The fate, however, seemed adverse: during the trip, a furious storm struck the boat during the journey to Naples, where Keats was subjected to a strict quarantine for ten days because of a suspected cholera epidemic that seemed to have broken out in England.
Finally, on November 14th 1820, John Keats reached Rome, moving to live near the Spanish Steps. Despite the transfer, the poet felt death looming over him and found consolation in poetry, stating that he could not “exist without poetry“, considered the only way to defeat death and live eternally. Unlike Percy Shelley and Lord Byron, Keats was never involved in the political situation of the time, preferring nature, art, the Middle Ages and ancient Greek culture.
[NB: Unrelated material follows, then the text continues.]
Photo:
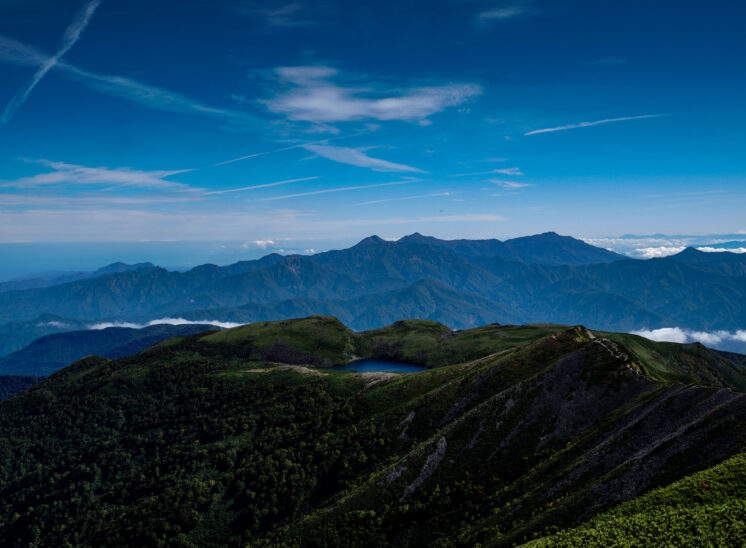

Despite the abnegation and devoted care of Joseph Severn and Dr. James Clark, however, Keats slowly began to fade due to the tuberculosis that had plagued him for years, dying on February 23th 1821 when he was just 25 years old.
On his grave Keats did not want written neither the name nor the date of death, but simply a short epitaph, which reads: This grave contains all that was mortal, of a young English poet, who on his death bed, in the bitterness of his heart, at the malicious power of his enemies, desired these words to be engraven on his tombstone: “Here lies one whose name was written in water”.